China Unveils Asia’s Largest Lithium Deposit in Yajiang

A large lithium deposit with an ore reserve of 1 million tons has been discovered in China.

China has revealed the presence of nearly a million tons of lithium ores in Yajiang, located in the southwestern province of Sichuan. This significant find establishes the deposit as the largest source of pegmatite-type monomeric lithium ores in Asia, as reported by Xinhua, citing a statement from the Ministry of Natural Resources.

Lithium stands as a vital resource essential for manufacturing batteries, solar panels, and electric vehicles. China, as the global leader in lithium processing, currently contributes to approximately 60% of the world’s lithium production.

The announcement comes amid a growing demand for metals and minerals crucial for the production of electric vehicles, wind turbines, solar panels, and other clean technologies. The International Energy Agency reported in mid-July of the previous year that the market for these essential materials had doubled over the past five years, with lithium demand experiencing a threefold increase.

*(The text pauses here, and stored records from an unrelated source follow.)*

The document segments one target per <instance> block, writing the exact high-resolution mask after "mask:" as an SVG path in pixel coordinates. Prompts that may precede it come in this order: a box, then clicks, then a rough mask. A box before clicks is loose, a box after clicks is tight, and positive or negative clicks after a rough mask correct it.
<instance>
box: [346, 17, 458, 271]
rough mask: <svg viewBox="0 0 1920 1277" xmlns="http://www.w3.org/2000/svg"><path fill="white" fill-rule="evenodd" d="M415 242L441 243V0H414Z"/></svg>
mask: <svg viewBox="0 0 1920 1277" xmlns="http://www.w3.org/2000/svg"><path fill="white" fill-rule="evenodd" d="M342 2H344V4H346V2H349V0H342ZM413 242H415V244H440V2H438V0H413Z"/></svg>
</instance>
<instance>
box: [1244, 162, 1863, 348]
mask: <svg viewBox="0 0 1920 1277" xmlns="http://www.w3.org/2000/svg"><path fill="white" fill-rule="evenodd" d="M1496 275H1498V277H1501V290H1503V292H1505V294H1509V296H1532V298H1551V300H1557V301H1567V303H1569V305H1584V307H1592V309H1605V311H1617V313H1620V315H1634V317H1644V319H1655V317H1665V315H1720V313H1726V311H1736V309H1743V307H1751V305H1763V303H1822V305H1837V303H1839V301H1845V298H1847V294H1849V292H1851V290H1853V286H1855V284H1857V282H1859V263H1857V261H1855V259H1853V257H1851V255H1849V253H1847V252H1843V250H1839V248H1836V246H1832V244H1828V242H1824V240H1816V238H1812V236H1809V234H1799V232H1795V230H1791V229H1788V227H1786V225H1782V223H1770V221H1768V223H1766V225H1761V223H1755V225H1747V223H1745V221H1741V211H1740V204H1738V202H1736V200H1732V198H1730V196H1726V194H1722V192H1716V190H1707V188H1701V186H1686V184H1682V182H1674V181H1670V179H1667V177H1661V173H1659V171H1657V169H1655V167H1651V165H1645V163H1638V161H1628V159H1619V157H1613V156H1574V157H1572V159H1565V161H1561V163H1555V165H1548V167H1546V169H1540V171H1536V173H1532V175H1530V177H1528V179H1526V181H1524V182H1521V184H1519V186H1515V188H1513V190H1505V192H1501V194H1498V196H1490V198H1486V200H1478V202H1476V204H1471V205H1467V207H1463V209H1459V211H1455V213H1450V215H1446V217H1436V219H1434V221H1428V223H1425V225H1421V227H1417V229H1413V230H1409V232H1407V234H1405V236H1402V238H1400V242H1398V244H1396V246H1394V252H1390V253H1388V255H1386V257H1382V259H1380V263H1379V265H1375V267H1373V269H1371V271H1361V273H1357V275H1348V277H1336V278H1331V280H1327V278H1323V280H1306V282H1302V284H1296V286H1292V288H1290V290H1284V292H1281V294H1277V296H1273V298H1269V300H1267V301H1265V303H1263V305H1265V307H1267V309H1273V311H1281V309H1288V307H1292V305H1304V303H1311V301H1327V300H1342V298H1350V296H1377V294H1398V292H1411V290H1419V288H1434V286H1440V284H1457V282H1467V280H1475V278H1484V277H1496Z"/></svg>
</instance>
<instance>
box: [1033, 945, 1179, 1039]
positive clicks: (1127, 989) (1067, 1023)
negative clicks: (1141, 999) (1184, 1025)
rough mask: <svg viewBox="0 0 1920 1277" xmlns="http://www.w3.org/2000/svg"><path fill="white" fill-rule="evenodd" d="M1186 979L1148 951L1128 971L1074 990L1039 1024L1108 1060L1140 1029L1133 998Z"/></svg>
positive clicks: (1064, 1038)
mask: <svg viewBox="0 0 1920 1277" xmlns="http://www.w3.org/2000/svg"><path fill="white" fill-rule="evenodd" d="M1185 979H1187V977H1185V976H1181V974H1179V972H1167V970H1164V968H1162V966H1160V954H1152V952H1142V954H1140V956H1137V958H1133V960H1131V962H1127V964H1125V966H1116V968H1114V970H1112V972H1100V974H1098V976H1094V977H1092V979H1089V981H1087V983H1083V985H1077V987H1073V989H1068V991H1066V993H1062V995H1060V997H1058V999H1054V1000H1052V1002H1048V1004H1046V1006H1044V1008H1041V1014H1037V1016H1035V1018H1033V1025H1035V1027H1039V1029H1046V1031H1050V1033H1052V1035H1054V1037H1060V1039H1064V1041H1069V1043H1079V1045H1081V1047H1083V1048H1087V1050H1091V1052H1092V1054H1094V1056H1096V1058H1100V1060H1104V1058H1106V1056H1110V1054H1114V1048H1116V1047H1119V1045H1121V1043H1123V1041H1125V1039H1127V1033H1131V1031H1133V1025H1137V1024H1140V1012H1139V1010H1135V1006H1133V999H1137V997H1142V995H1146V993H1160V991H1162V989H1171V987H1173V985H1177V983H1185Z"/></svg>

Experts estimate that China has already surged ahead of Western nations in investments related to the extraction of rare earth elements. These elements play a pivotal role in innovative energy and transport, semiconductor production, military industry applications, and more. In early July, Goldman Sachs, the American investment bank, underscored the need for Western countries to invest a minimum of $25 billion in rare earth mining to catch up with China’s advancements in this domain.